The Centre for Cities/Fast Growth Cities blueprint for recovery focuses on six key areas for Norwich to focus on: 

  • Labour market skills and education
  • Businesses and growth
  • High streets and city centres
  • Housing and planning
  • Transport
  • Economic impact of Covid-19 

In the short-term it urges the Government and to provide guidance to firms in Norwich so they can make the most of the financial support on offer, such as business support loans that are available. In the longer term, Government support for Norwich’s future economic growth should focus on providing adults with better education opportunities, continuing to attract high-skilled, high-paying businesses into the city, and building more homes to increase affordability in the city. Centre for Cities and Fast Growth Cities also call on the Government to devolve more power and money away from Whitehall and to the council. 

Separately, councillor Alan Waters, leader of the city council, and member of Fast Growth Cities’, has urged the government to move forward with plans for Oxford-Cambridge Arc.
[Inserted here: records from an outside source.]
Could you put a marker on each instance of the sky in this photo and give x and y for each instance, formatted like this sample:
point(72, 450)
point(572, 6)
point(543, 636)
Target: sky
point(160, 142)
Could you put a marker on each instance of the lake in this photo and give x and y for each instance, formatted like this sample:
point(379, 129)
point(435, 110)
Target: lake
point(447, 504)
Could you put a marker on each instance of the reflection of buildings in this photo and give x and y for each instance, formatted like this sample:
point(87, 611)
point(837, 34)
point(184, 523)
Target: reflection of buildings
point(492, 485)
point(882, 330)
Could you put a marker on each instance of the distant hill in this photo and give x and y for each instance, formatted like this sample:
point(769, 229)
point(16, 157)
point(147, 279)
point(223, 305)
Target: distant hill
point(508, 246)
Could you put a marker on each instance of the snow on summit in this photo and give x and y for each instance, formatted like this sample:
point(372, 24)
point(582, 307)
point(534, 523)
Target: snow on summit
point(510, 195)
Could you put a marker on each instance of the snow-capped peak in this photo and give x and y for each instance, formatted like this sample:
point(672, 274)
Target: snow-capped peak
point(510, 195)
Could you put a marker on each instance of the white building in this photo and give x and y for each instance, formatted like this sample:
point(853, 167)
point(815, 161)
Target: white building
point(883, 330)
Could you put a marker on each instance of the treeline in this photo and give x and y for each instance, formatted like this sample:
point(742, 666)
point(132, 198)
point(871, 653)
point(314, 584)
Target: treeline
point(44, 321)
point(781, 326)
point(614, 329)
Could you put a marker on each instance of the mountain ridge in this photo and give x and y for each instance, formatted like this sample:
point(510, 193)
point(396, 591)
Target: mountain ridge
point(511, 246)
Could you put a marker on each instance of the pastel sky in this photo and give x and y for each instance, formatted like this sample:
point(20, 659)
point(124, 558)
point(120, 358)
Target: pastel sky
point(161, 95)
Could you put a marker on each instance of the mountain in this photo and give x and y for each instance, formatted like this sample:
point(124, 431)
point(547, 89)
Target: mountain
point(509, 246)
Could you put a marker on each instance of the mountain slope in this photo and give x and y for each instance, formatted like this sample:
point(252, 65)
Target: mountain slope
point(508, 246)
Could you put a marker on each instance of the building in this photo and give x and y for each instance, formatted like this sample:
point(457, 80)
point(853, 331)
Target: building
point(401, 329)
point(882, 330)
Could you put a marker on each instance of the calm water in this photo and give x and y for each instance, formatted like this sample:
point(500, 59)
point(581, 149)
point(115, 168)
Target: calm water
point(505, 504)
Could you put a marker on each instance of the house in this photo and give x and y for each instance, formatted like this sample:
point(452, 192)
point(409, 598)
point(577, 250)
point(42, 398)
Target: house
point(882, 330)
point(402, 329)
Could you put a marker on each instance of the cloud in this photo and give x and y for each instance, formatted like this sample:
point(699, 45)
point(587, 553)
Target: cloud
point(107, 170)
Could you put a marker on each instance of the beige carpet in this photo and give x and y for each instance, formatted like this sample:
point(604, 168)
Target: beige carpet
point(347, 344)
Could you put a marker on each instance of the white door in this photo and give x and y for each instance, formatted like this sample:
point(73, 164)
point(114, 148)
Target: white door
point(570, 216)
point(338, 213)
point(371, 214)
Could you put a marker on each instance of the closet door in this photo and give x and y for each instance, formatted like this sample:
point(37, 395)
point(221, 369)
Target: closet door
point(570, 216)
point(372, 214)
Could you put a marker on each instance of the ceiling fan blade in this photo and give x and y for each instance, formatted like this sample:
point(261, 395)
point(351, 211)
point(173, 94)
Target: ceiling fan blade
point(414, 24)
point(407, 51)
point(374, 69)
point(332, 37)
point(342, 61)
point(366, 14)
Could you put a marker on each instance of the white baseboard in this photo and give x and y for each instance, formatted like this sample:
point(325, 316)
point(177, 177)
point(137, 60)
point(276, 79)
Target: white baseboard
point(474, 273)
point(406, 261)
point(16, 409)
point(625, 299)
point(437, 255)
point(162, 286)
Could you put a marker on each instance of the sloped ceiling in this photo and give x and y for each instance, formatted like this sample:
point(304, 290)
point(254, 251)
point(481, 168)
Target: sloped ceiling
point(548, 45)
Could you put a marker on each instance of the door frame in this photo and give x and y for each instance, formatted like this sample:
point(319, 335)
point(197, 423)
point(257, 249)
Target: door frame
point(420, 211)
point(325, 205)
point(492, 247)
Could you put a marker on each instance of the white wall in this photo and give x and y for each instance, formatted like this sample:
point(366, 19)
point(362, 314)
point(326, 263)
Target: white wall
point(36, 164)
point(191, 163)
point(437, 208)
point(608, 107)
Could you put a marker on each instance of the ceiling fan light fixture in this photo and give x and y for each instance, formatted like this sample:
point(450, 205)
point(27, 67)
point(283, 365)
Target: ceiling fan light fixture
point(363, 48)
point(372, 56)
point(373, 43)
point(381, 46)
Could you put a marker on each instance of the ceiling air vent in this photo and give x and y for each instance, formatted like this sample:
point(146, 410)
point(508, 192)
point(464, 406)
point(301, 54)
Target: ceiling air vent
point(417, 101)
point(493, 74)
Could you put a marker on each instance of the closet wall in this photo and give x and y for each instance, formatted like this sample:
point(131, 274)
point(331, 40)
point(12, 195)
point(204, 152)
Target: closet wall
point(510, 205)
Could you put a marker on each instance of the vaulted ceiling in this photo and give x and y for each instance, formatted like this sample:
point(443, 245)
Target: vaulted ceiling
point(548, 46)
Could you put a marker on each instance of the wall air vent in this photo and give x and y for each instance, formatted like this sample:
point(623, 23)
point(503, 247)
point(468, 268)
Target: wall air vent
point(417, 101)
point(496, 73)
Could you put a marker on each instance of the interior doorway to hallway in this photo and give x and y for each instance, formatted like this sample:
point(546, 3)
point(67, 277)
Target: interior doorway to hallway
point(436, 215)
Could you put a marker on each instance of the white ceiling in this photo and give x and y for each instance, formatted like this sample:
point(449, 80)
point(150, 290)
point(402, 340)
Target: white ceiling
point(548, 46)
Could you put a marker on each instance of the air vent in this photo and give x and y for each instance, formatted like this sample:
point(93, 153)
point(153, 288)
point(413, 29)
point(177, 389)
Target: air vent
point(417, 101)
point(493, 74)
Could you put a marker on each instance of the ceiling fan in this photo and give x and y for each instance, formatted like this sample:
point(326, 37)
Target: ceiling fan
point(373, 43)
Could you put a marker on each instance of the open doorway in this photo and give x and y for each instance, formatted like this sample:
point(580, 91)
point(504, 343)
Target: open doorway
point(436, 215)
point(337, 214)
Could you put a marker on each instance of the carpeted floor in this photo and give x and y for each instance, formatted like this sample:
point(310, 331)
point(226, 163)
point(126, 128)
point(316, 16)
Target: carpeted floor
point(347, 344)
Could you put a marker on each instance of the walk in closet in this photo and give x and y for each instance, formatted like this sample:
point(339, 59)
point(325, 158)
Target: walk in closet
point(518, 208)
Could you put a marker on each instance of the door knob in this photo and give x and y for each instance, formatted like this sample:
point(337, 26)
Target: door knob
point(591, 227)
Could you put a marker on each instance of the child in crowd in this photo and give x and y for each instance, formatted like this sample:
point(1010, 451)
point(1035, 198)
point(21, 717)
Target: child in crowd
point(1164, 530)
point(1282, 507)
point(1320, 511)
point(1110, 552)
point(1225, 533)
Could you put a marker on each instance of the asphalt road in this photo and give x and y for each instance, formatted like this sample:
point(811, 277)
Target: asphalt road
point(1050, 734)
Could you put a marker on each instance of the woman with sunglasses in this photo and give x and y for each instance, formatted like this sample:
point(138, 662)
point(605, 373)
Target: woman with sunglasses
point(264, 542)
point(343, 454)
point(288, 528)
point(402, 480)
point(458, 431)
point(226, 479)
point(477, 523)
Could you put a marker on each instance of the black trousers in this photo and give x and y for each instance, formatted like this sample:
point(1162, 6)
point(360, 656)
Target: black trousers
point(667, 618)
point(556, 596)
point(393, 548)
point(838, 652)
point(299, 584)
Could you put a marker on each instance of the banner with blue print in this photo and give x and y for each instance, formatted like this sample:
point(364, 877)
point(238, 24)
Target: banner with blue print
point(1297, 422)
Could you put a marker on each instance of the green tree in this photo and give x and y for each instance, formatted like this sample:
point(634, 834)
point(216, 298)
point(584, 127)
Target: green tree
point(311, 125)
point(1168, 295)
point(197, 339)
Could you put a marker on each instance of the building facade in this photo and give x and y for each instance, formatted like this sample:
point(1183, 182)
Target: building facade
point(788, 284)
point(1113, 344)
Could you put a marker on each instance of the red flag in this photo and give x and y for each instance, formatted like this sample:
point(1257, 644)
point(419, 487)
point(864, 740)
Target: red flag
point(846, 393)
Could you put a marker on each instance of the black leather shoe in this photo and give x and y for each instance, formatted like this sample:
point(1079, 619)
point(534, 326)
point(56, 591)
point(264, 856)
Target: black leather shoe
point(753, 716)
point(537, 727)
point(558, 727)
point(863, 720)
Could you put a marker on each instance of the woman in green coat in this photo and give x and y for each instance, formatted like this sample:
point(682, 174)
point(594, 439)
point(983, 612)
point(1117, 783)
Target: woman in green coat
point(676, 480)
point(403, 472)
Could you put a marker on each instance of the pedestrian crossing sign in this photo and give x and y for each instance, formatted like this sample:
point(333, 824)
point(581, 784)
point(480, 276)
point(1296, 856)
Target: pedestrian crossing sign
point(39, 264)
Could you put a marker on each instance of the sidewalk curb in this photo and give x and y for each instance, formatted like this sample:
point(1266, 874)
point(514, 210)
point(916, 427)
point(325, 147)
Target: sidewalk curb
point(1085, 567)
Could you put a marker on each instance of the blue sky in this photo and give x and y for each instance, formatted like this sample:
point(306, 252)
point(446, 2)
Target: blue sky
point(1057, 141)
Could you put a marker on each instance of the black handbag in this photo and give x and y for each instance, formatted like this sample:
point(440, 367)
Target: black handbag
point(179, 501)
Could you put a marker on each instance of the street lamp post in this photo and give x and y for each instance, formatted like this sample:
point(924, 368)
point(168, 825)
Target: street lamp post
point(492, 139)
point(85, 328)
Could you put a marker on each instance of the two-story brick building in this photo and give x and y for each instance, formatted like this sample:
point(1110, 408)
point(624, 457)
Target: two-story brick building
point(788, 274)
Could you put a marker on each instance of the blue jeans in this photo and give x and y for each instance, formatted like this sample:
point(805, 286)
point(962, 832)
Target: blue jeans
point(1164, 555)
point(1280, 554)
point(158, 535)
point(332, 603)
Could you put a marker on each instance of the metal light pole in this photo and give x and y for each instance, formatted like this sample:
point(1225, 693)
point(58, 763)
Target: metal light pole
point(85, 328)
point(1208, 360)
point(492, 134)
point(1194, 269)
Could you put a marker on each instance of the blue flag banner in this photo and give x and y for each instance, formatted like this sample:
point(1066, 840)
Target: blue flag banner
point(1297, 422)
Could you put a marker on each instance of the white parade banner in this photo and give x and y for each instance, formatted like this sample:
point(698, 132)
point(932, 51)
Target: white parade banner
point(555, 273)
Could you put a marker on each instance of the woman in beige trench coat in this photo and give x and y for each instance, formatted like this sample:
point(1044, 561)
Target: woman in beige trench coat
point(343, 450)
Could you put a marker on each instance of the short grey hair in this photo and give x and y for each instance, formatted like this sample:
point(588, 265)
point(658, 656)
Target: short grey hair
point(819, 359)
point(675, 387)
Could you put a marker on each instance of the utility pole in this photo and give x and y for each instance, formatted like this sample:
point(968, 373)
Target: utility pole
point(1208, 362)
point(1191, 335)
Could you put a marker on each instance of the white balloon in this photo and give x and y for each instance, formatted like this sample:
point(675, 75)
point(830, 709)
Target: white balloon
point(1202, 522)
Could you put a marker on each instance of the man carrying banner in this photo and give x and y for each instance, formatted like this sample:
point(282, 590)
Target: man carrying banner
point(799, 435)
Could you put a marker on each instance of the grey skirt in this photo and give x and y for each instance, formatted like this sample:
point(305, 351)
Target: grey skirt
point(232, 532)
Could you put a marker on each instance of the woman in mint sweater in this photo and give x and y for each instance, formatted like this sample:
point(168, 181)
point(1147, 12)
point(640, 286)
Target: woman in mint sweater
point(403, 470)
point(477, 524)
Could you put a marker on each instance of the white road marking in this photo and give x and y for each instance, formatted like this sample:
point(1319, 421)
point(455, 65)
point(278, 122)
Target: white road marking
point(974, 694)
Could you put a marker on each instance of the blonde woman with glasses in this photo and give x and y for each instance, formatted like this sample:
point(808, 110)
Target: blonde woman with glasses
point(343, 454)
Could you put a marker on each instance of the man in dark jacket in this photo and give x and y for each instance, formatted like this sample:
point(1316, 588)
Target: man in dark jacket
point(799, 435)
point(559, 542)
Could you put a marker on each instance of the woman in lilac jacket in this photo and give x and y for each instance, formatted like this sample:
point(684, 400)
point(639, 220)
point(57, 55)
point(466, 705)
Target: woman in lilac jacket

Along with fellow leaders of the Fast Growth Cities, they have called on the government to extend the planned East-West Rail project to Swindon and Norwich and electrify the line – a move which would help meet the government’s ambition for a zero-carbon future.

Centre for Cities chief executive, Andrew Carter, said: “Norwich has enjoyed several years of economic growth which has benefited people living in the city, and the whole UK through its growing contribution to the treasury. However, it would be a mistake to think that it has escaped the economic damage done by Covid-19 and will need support to bounce back. In the short-term, practical measures to help Norwich’s businesses reopen will be necessary, but in the long-term, more substantive changes to skills and training are needed to protect people’s jobs from economic crashes.”

Cllr Waters said: “This important report reflects on the vital role that cities like Norwich play in the national economy. We already know that the research, innovation and ideas that are generated in our city make it an exciting place to live - but they also attract in investment and jobs. We want Norwich’s economy to work better for all our citizens. We need the investment in skills, training, education and housing to give all our citizens a chance of a good job and a decent home. We can deliver for the UK but we need to make sure that we get the right investment now to recover our economy.”

Copies of the full report are available on request via the Centre for Cities.